Key Points:

  •  Requires formal security examination of foreign investors seeking to invest in Chinese companies
  • Designed to protect industries key to Chinese economy

On August 30, 2007 the Standing Committee of the National People’s Congress adopted the Anti- Monopoly Law, designed to enhance fair competition and regulation of the market. Because the new law does not take effect until August 1, 2008, businesses have ample opportunity to gain an understanding of the law before being required to comply. Designed to protect key economic sectors, the law requires that foreign investors seeking to invest in Chinese companies, via merger, acquisition or capital investment, undergo a formal security examination. This development parallels an existing requirement under China’s M&A regulations that foreign investors submit to a fundamental security examination when undertaking mergers or acquisitions.

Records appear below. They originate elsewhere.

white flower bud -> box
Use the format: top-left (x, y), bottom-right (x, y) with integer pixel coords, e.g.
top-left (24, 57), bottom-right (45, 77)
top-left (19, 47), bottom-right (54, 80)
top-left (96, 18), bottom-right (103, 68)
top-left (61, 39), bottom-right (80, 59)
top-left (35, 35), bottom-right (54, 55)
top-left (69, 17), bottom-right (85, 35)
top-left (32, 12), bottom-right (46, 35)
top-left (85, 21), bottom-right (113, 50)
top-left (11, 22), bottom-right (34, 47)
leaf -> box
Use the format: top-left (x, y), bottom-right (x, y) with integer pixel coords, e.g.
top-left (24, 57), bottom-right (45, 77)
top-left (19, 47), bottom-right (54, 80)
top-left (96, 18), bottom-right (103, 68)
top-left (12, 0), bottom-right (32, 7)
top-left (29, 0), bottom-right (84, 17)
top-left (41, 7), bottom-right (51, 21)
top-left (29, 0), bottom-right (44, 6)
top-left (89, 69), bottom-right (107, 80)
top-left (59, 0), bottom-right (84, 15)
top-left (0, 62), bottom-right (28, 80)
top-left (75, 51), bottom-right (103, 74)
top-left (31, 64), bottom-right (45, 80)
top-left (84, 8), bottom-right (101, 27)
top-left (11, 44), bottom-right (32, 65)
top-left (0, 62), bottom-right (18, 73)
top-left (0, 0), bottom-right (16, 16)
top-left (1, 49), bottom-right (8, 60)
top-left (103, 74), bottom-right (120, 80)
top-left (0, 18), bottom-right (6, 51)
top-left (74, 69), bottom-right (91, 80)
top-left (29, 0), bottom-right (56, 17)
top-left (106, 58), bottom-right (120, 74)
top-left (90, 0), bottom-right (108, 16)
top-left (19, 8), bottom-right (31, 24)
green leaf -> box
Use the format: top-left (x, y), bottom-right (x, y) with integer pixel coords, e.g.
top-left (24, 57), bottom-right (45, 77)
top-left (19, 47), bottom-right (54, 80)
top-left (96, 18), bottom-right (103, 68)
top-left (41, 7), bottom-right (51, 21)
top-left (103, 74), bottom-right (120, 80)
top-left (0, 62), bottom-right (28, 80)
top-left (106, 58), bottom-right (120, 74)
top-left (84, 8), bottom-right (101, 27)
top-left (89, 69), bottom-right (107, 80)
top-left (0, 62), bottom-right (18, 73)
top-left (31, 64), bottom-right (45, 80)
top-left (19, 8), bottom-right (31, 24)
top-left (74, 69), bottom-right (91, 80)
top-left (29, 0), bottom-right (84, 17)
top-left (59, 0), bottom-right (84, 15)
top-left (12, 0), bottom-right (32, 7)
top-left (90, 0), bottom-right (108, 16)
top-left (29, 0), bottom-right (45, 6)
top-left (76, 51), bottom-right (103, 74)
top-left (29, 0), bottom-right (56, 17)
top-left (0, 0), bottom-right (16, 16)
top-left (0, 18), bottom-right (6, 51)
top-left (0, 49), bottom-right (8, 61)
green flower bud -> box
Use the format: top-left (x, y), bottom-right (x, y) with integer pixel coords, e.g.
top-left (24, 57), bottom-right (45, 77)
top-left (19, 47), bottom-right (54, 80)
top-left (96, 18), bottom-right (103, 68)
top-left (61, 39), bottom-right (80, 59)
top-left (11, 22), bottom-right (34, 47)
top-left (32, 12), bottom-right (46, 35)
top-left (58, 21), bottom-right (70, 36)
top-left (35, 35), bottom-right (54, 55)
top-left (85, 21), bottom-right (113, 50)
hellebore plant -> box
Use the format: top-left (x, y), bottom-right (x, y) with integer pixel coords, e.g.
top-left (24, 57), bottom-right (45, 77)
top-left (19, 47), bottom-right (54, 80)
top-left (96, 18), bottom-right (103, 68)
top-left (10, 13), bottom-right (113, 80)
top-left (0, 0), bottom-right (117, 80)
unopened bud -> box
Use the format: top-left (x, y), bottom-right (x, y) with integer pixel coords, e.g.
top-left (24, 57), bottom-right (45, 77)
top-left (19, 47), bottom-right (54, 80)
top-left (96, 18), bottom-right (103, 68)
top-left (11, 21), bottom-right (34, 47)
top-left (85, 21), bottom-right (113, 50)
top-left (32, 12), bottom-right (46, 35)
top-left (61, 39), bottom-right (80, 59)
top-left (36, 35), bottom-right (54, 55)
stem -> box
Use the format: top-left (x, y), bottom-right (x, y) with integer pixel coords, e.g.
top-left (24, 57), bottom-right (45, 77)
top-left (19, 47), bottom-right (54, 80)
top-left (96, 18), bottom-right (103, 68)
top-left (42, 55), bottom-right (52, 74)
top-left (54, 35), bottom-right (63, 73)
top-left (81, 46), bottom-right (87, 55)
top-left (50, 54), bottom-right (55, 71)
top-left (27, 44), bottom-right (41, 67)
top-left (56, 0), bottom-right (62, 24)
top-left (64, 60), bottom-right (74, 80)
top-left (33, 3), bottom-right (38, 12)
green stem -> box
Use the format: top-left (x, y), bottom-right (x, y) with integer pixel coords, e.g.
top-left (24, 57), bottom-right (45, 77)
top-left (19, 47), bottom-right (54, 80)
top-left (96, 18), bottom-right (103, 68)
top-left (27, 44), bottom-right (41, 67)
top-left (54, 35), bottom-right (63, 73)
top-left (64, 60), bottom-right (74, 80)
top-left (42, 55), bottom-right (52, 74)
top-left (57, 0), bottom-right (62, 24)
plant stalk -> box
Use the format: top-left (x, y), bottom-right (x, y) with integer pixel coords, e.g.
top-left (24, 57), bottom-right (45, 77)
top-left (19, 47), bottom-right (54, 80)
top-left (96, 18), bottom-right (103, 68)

The issue of security examinations has become increasingly important because, in recent years, major Chinese companies have matured and become targets for foreign investors. Famous brand-name companies are especially at risk. Since last year, a prospective transaction of any value involving a key economic industry, a sector of national security importance or a famous brandname entity has required the approval of the Ministry of Commerce; also, state control must be retained in certain key industries, primarily petroleum, coal, energy, telecoms, civil aviation and shipping. In cases in which the prospective transaction involves a national security industry, the foreign investor is subject to both anti-monopoly and national security examinations.

As expected, the new law outlaws “monopolistic practices” such as cartels and collusion except for (i) government approved monopolies in areas of critical economic importance, although these are not defined, and (ii) monopolistic agreements that promote and enhance technological innovation and progress. Moreover, like antimonopoly laws worldwide, the new law prohibits dominant market practices that adversely affect competition, such as price fixing. Under the law, market dominance exists where a company holds more than 50 percent of the market share, or where two companies hold more than 66 percent, or three companies hold at least 75 percent. The primary focus of these provisions is to protect and strengthen consumer welfare.

Enforcement of the law will be undertaken by the Anti-Monopoly Law Enforcement Authority, not to be confused with the Anti-Monopoly Law Committee responsible for drafting policy.

The new law has been broadly welcomed, with the EU Chamber and AmCham China both issuing statements welcoming its promulgation.